Maybe someday the world would follow his example. Then again, maybe someday mermaids would swim in the sky and politicians wouldn’t lie either. The chair shifted as he placed his hands on the bars, but he still didn’t push forward. “You’re certain about this visit, Ingrid? We’re taking a terrible risk by crossing the street.” “I know,” she said softly. “But we need information, and I have faith that Mrs. K can help us.” She wondered if he’d resume the arguments they’d already repeated a dozen times over the past day, but instead, the chair rolled forward. She grunted as the wheels rocked over the banyan roots and walkway. “It’s a wonder there aren’t soldiers here to guard the place, considering what’s happened at other auxiliaries of late,” he murmured.

“I suppose the way they see it, if everyone here died, it wouldn’t be a public safety catastrophe like in San Francisco or Seattle,” Ingrid said, tone bitter. “This auxiliary functions more for military support—to keep airships and naval ships moving around the islands and across the ocean.” “A layperson likely wouldn’t know that.” “True.” She leaned forward as he heaved the chair up onto the sidewalk before the auxiliary. The wicker seat back creaked. “But the heavy military presence around the islands also helps to discourage attacks. Japanese law holds here, not American. Guilt is presumed and trials are fast. I imagine the system is all the more ruthless with martial law in effect.

The security measures at the dock seemed effective at keeping out personal weapons.” He grunted. “It bothers me to walk around without so much as a Tesla rod.” Any guns, rods, or knives with blades longer than four inches had to be left aboard vessels or checked into lockers at the gates into the docks. Though Ambassador Roosevelt’s people had informed Cy of a particular dock to utilize and a certain superintendent to request for ease of entry, that access hadn’t precluded them from the weapons restriction. Ingrid craned back her head to take in the looming presence of the building as she rolled through the gate. She pointed to the right. “I know the kitchen is in an outbuilding. Let’s follow our noses.” The smell of roasting chicken lured them around the building and through a lush fruit and vegetable garden growing a bounty that Ingrid couldn’t fully identify.
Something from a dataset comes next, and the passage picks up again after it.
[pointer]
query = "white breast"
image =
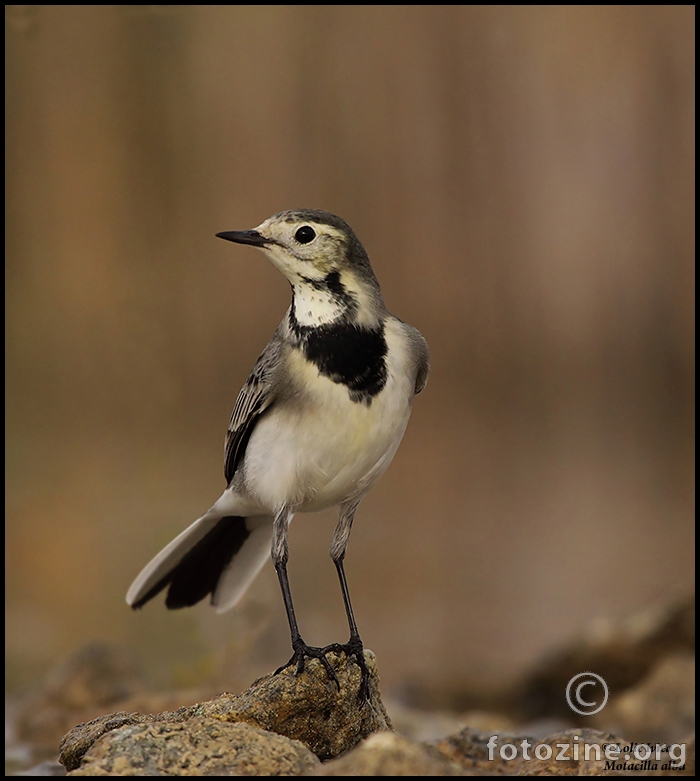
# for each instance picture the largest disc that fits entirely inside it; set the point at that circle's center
(327, 448)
Flower-laden bushes lined the back wall. An entire garden bed overflowed with a rainbow array of squashes. A nearby rosemary bush stood taller than her chair and radiated a powerful scent that complemented the cooking chicken in a delicious way. She was surprised to see bananas growing in a massive upside-down cluster from a tree with leaves broad enough to function as umbrellas. Another tree held a heavy burden of deep green alligator pears, most of them larger than her fist. She wouldn’t want to linger beneath that tree on a windy day. A tin-roofed cook house stood on stilts set about five feet high. White-painted plank walls looked austere against the surrounding greenery and blooms. The windows that wrapped around the building were covered by tight netting, not glass. A solitary figure bustled around inside and glanced up at the noise of wheels on pavement.

Ingrid could sense Cy’s tension. “She’ll keep our visit in confidence,” she murmured over her shoulder. “I’ve known her for over ten years through correspondence and telephone.” “There’s likely a reward for your capture,” he returned. “Matters of trust aren’t what they once were.” “Mrs. K holds no magic of her own, but she effectively runs this auxiliary and she knows these islands. She’s better than a library. It’s worth the risk.” The screen door squawked open, ending their conversation.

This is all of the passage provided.